Decades before Peter Jackson came along and forced mainstreamers to complain about long movies and rich stories, legendary Japanese director Akira Kurosawa was churning out masterful, lengthy epics like Seven Samurai, and he did so at a rate of nearly one movie every year throughout the ’50s and ’60s. He is regarded as one of the most influential filmmakers in the history of cinema. And since tomorrow is his birthday, you can celebrate by watching 24 of his Criterion films for free on Hulu. Happy Birthday, Kurosawa!
Not just movies. If you pop on over to Hulu, you’ll see a ton of instantly playable films, but also clips of other famous directors, screenwriters, and actors talking about why he rocked so much.

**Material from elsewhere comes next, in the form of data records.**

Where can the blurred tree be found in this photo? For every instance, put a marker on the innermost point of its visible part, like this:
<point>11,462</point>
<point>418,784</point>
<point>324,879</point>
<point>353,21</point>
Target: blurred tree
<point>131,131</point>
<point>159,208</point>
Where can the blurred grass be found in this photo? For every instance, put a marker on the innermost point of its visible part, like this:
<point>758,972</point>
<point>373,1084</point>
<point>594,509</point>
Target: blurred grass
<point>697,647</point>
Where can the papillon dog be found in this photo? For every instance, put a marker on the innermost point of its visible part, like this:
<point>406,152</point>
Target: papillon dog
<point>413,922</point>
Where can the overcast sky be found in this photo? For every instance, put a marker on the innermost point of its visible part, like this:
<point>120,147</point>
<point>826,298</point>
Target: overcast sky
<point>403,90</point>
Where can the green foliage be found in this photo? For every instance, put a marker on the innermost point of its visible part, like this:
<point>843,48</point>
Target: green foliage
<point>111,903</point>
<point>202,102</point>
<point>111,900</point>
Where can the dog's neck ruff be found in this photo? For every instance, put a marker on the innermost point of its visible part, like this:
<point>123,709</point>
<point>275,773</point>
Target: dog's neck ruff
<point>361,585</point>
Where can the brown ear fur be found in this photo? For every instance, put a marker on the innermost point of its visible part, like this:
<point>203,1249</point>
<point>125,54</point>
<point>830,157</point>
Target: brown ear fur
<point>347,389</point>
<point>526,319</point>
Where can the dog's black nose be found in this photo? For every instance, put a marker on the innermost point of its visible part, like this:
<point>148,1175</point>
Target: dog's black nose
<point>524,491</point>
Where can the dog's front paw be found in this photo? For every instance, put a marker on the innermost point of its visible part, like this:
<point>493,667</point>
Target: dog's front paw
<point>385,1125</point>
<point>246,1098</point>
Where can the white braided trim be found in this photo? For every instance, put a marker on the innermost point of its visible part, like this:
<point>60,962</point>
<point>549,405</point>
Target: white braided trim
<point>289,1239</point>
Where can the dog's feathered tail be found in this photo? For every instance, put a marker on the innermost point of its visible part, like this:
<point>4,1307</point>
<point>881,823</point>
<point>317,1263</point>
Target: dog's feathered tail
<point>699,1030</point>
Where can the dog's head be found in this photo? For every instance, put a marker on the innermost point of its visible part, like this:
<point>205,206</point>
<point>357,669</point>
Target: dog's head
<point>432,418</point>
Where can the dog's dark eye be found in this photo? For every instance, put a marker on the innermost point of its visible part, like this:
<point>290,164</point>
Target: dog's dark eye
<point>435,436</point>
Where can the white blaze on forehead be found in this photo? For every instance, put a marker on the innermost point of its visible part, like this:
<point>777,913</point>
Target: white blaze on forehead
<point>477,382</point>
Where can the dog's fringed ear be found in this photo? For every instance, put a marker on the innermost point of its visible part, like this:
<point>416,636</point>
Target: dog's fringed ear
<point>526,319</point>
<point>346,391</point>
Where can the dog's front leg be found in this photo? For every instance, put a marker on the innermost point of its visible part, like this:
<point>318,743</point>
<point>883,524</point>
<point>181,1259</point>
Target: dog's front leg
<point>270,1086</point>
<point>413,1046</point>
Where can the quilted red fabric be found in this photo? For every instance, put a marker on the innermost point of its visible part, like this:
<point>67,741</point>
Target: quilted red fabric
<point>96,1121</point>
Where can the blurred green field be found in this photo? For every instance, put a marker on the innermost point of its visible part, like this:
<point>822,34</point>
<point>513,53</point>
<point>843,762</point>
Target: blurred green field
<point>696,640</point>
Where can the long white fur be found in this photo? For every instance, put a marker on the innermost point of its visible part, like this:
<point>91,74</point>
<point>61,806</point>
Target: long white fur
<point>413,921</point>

The guy was a pioneer of the industry, creator of the samurai movie genre before that was a thing, and was given a Lifetime Achievement award at the 1990 Oscars.
Seven Samurai, perhaps Kurosawa’s most famous film, is about a group of ronin (samurai who serve no lords) who band together to defend poor farmers from marauding bandits. It clocked in at three and a half hours long — no joke for 1954! By way of comparison, that same year, Bing Crosby and Danny Kaye had their White Christmas in a mere two hours.
If he were still around — he died in 1998 — Kurosawa would probably still be making better movies than any of us could, even at the ripe old age of 103.